With the simple words, “My client, Mr. Salemme, rests his case,” the nearly two-month-long trial of one-time New England Mafia boss Francis Salemme was almost over.

After seven weeks of testimony for the prosecution, which finally rested its case Thursday, lawyers for former New England Mafia boss Frank Salemme and co-defendant Paul Weadick presented just a few witnesses of their own before resting as well.

Prosecutors may have a brief rebuttal on Friday; but jurors will hear closing arguments Monday and begin deliberating.

Salemme and Weadick each told US District Judge Allison Burroughs that they were aware of their right to testify and had chosen not to take the stand.

Burroughs said she would remind jurors in the strongest language she could that they are not to consider the defendants’ decision not to testify as evidence of their guilt.

The development wasn’t unexpected: In opening remarks, lawyers for Salemme and Weadick reminded jurors that the burden of proof falls on the government’s shoulders and that their clients are under no obligation to assert their innocence.

Salemme and Weadick are accused of the murder of Stephen DiSarro, former owner of the storied rock club The Channel, in 1993.

Prosecutors allege that Salemme ordered DiSarro killed, fearing Disarro – who was under investigation at the time for bank fraud – would inform on his and his associates’ criminal activity to authorities. They say DiSarro was strangled by co-defendant Weadick and Salemme’s son, Frank Jr., who died in 1995.

The prosecution’s case is built largely around the testimony of several ex-mobsters, including Joseph and Robert DeLuca, brothers and former made Mafia members who testified that Salemme had called them in 1993, just after DiSarro had gone missing, and ordered them to dispose of a body; Joseph DeLuca testified to burying the body at the industrial site in Providence where DiSarro’s remains were recovered.

Stephen Flemmi, a former hit man, enforcer and gangster with Whitey Bulger’s Winter Hill Gang, testified to having walked in on the murder by accident, when he came to Salemme’s house to find him. Flemmi is the only alleged eye witness to the murder to testify.

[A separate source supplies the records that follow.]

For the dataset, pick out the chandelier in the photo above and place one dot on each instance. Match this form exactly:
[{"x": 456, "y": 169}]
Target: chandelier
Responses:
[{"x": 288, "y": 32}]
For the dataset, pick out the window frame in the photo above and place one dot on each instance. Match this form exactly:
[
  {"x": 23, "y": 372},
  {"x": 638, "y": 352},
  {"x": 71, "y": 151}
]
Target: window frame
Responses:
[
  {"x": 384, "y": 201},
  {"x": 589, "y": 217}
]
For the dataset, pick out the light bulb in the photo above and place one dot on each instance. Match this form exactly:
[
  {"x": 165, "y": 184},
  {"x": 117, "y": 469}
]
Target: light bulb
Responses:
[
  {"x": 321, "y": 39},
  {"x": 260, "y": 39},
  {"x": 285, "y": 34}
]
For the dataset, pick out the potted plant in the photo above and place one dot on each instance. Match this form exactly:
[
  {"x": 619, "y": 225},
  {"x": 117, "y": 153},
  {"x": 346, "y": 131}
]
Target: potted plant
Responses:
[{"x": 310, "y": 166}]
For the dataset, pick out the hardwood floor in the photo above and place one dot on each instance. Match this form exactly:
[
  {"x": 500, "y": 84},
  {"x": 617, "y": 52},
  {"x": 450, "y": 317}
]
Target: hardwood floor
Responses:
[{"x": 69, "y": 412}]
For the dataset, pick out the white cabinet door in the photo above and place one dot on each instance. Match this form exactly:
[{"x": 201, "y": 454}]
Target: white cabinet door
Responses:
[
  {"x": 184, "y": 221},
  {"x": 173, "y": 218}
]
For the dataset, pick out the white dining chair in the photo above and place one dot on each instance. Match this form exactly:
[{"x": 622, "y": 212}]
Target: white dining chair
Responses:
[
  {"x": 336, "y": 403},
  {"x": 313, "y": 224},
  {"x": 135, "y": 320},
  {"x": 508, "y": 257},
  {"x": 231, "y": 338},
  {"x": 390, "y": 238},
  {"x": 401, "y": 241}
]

Lawyers for both Salemme and Weadick have spent weeks cross examining those witnesses; and the choice not to assert a robust defense themselves fits with the chief defense for both men: That the testimony of those former gangsters can’t be believed – both because the witnesses are proven criminals and liars and because all of the ex-mobsters to testify in this case have made deals with prosecutors in exchange for their cooperation.

Stephen Flemmi, himself incarcerated after pleading guilty to ten murders, was able to avoid the death penalty for his ongoing cooperation with federal prosecutors.